Hi, I am trying to run my code in “torch.no_grad” and “eval” model. I want to save memory via operations like x = conv(x). But while I running the following code:
x = self.conv1(x)
x = self.conv2(x)
I found it would consume 3 times memory as much as x, it seems that the first x is not be replaced. But Ideally, it could be reduced to 2 times (since conv operations need extra memory). I have finished the training process, how could I free the memory of the first x after ops like x = conv(x)?
thx!
I doubt you can save more memory than is already saved by wrapping the code in a with torch.no_grad() block.
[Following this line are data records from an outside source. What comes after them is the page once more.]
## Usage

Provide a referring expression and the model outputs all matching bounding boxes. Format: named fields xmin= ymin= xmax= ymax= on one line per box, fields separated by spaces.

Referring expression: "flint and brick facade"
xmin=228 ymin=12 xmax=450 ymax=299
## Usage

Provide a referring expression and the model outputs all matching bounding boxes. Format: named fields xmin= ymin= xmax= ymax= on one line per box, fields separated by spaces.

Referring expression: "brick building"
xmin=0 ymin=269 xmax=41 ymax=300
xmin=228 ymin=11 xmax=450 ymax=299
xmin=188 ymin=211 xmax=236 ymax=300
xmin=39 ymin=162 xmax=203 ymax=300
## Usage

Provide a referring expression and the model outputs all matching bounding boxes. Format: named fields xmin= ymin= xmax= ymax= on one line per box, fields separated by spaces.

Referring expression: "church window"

The output of conv1 has to be allocated at one place during the forward pass.
How many output channels are you using?
Sorry, I didn’t make myself clear. The code is like this:
def forward(self, x):
x = conv1(x)
x = conv2(x)
After calculating the conv1, the memory of the very first x should be free since it is useless anynore. But pytorch dose not free it. Is any solution to free the input x after the conv1.
If x is not needed anymore, PyTorch will free it and reuse the memory.
In case you doubt it, you could try to assign the result of conv1 to another variable and delete x manually.
Actually I test it based on a resnet architecture.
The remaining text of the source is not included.